Su clientela eran aquellos que también querían andar motorizados, pero no les alcanzaba el billete para encalillarse con el Banco, entonces compraban, a precios más asequibles, una digna Citroneta o Renoleta de segunda o tercera mano, la amononaban un poco y ya les servía para presumir ante los vecinos, en el trabajo o con la parentela: “Tengo auto”, y eso era como llegar a la cima del Everest, que le hayan confirmado que era descendiente del Conde de Cañete o que su apellido ya no era González ni Tapia.
Luego, estos neo-automovilistas, lograban adquirir autos japoneses o rusos, siempre de segunda mano, hasta que, con mucho sacrificio, lograban alcanzar el soñado cero kilómetro. Eso era la gloria y ameritaba una fiesta con canapés de lengüita de canario, un jabalí al palo y palomas de la paz escabechadas.
Pero estas maquinitas nos hicieron mal.
Manejando con lentes oscuros nos sentimos reyes del mundo y nos permitimos insultar a quien se nos cruce; incluso nos burlamos y lanzamos vituperios a la gente “de a pie”, grupo al cual nosotros pertenecíamos no hace mucho.
Para qué decir de las injurias a los otros chóferes, porque eso es pan de cada día. Para un automovilista, quien conduce a más velocidad que él, es un desquiciado y el que va más lento que él, un imbécil.
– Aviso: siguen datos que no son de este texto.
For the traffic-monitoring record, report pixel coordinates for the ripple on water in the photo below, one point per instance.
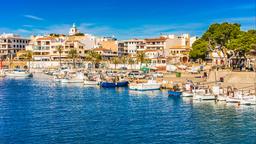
(40, 111)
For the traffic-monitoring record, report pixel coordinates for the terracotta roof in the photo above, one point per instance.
(45, 38)
(152, 50)
(101, 49)
(179, 47)
(156, 39)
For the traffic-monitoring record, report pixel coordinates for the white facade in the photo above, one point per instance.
(73, 30)
(132, 46)
(10, 44)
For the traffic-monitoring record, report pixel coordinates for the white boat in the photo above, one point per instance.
(79, 78)
(233, 100)
(221, 98)
(2, 74)
(150, 85)
(249, 100)
(204, 96)
(19, 73)
(88, 82)
(187, 94)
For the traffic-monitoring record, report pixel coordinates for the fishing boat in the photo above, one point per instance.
(188, 90)
(106, 84)
(203, 94)
(78, 78)
(88, 82)
(174, 93)
(19, 73)
(249, 100)
(92, 80)
(2, 74)
(149, 85)
(187, 94)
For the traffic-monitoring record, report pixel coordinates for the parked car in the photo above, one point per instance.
(158, 74)
(123, 68)
(136, 74)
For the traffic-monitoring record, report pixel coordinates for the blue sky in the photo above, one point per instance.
(123, 18)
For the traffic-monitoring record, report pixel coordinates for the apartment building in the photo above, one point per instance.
(130, 47)
(10, 44)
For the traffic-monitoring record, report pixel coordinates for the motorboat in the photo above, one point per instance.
(106, 84)
(174, 93)
(149, 85)
(78, 78)
(2, 74)
(91, 80)
(187, 94)
(203, 94)
(248, 100)
(19, 73)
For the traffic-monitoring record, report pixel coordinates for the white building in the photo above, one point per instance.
(10, 44)
(73, 30)
(131, 47)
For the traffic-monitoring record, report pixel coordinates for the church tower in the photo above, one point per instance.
(73, 30)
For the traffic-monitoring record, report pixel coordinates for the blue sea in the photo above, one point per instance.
(40, 111)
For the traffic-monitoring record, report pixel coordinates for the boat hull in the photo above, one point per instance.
(91, 83)
(145, 87)
(187, 94)
(24, 75)
(71, 81)
(174, 93)
(113, 85)
(204, 97)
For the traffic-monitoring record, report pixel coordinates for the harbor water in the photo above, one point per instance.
(40, 111)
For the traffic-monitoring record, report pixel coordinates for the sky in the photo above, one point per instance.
(124, 19)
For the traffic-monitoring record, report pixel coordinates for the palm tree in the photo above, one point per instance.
(73, 55)
(141, 58)
(93, 57)
(26, 55)
(124, 60)
(29, 57)
(115, 61)
(131, 61)
(59, 49)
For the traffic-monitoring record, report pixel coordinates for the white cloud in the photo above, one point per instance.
(33, 17)
(142, 31)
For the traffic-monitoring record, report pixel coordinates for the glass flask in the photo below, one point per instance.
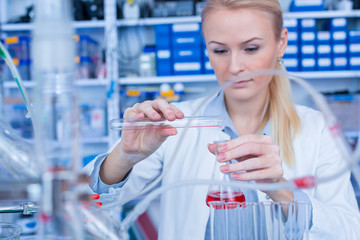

Algunas personas no pueden prescindir del autito, porque ya forma parte de su anatomía (lo mismo que el celular) y quedarse sin él es una tragedia griega, un bloqueo psico-motor y una depresión aguda. No salen ni a la esquina, se quedan confinados en la casa como si estuvieran condenados con arresto domiciliario y cuando uno los llama, lo primero que dicen es: “Estoy sin auto” y eso significa que no tienen piernas, no existen los taxis, ni los micros ni el metro, o sea, no pueden movilizarse. Qué horror, oye.
Dicen que el cementerio está lleno de automovilistas que tenían la razón. Ninguna ciudad se escapa de tener entre sus estadísticas un lamentable número de innecesarias muertes provocadas por la letal combinación automovilística: testosterona, alcohol y alta velocidad.
El auto, Perico, no hizo cosas buenas por nosotros. Nos convirtió en sedentarios. Nos estresamos con los tacos. Desde las primeras horas de la mañana, cuando vamos a trabajar, todos los días nos encontramos con un histérico que te bocinea frenéticamente y conduce como si estuviera a punto de cagarse en los pantalones.
Con todos los líos que provoca el “parque vehicular”, aparte de la contaminación atmosférica y acústica, no se puede estacionar en ninguna parte, si dejas el auto en la calle te roban lo que pueden o, impunemente, se lo llevan. Respecto a los partes, seguros, precios de la bencina y repuestos, cada uno tiene su propia experiencia.
En la decadente sociedad de consumo en la que estamos inmersos, Perico, el auto no nos hizo más felices ni nos dio categoría ni clase: nos deshumanizó.